There is a wide consensus around the world that youth need and deserve special support. In 2014, 122 countries had a national youth policy or strategy; more than 40 per cent of countries in all regions had developed youth policies.
To be effective, policies and investments to help rural youth become prosperous adults must be tied into national and local strategies, policies and programmes. They also need to fit into sectoral programmes serving rural youth, such as health, education, agriculture and employment.
That requires sophisticated collaboration between institutions. A strategy or policy is no guarantee that rural youth are getting the help they need. Countries with large rural youth populations often have weak policies and poor capacity to deliver them. They also tend to have low levels of economic and rural development.
What works best for youth?
Youth-specific ministries should have a mandate to design a comprehensive rural youth agenda. The most effective youth programmes tackle youth challenges in an all-round way. They should include rural youth in their decision-making processes both during design and implementation.

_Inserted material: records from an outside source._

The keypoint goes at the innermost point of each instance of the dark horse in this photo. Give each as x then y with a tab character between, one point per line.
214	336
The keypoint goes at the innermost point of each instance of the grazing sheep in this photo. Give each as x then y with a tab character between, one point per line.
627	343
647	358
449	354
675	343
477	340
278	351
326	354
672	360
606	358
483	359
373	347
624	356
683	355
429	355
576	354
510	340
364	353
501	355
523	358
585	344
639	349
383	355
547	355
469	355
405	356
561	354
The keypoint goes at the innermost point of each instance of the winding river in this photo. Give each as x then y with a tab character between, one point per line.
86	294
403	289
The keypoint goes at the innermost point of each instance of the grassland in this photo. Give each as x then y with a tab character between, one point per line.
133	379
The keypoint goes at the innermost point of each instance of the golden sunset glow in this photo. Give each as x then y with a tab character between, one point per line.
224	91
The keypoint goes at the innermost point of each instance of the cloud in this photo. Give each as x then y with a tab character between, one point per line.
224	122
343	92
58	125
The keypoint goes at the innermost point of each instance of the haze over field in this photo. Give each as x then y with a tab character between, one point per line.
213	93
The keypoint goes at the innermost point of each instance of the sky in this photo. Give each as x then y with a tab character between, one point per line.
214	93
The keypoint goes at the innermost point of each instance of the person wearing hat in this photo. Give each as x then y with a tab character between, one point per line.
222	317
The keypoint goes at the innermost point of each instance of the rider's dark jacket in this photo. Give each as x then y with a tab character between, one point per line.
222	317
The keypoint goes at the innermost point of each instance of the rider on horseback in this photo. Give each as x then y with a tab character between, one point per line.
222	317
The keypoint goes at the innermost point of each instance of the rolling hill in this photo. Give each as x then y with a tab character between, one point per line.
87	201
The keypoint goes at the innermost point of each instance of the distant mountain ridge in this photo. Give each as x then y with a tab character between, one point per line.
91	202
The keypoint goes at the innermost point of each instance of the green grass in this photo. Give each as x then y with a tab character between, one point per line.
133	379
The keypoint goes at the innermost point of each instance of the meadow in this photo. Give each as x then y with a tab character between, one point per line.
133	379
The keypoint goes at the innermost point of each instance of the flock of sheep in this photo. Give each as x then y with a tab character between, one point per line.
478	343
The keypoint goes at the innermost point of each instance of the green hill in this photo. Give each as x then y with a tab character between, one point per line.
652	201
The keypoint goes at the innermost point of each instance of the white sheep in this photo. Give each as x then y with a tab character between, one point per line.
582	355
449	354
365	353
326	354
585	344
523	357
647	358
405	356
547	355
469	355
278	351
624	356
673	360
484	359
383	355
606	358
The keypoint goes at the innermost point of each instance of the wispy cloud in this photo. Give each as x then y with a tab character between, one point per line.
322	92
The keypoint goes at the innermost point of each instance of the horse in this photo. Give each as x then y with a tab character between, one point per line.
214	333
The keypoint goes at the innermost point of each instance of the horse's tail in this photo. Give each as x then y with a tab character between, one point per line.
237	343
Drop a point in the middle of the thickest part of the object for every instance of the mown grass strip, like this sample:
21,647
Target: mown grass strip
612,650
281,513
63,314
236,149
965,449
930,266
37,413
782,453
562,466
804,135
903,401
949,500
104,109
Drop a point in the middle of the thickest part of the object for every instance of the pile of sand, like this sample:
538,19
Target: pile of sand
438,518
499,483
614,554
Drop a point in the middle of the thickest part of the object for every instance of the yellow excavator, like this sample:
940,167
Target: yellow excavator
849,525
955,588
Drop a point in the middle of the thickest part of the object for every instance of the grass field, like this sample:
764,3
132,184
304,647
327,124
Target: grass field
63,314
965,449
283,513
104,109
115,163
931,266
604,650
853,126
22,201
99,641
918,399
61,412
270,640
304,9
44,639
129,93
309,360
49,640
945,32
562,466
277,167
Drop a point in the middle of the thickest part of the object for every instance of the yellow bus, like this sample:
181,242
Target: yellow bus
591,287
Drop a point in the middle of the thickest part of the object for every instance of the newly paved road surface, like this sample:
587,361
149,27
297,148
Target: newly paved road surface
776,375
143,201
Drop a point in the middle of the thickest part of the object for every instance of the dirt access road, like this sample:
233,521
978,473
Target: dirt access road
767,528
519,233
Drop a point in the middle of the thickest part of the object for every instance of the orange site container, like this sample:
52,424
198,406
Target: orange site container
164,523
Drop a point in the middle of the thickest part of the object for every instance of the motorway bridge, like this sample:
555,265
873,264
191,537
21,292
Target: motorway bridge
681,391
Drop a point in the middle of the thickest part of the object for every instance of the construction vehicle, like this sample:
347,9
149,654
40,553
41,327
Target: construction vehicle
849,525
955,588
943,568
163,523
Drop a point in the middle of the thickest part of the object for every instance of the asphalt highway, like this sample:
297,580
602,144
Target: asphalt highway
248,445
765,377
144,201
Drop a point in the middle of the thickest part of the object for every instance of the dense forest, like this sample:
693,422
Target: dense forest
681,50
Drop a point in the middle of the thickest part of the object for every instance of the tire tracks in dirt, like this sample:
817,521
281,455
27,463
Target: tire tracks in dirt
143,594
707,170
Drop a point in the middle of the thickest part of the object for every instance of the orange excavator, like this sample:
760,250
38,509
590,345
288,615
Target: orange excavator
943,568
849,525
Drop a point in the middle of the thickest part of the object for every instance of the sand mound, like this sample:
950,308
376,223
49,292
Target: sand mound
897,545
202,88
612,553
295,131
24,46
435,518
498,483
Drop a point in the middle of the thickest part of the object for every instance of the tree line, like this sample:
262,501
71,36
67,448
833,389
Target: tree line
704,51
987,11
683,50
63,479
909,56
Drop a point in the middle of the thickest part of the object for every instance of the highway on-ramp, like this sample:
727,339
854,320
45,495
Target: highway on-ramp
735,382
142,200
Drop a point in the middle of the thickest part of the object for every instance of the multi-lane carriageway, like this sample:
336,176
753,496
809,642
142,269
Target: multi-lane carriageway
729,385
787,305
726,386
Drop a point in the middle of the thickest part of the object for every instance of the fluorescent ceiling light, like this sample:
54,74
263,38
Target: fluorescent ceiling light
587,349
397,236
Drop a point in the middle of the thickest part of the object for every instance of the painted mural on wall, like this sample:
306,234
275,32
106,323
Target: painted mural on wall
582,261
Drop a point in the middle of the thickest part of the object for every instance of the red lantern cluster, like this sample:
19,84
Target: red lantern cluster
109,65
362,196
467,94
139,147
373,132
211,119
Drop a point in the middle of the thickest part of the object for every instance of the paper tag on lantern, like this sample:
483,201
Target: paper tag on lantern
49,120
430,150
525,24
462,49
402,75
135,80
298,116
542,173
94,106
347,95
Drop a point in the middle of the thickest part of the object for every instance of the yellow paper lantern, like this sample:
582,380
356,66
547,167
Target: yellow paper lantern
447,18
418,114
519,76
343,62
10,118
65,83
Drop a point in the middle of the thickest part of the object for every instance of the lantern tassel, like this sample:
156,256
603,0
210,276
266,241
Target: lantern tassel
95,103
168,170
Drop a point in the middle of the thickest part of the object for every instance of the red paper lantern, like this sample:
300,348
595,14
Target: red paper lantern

A sound youth policy environment will maximise youth’s assets, their ability to shape their own destiny, and their access to services and opportunities. It will also help them avoid risks and help protect themselves. Policies and investments should be directed towards providing a wide range of rural opportunities, while promoting youth inclusion. Only then can rural youth both improve their own future prospects, and help build the prosperity of their societies.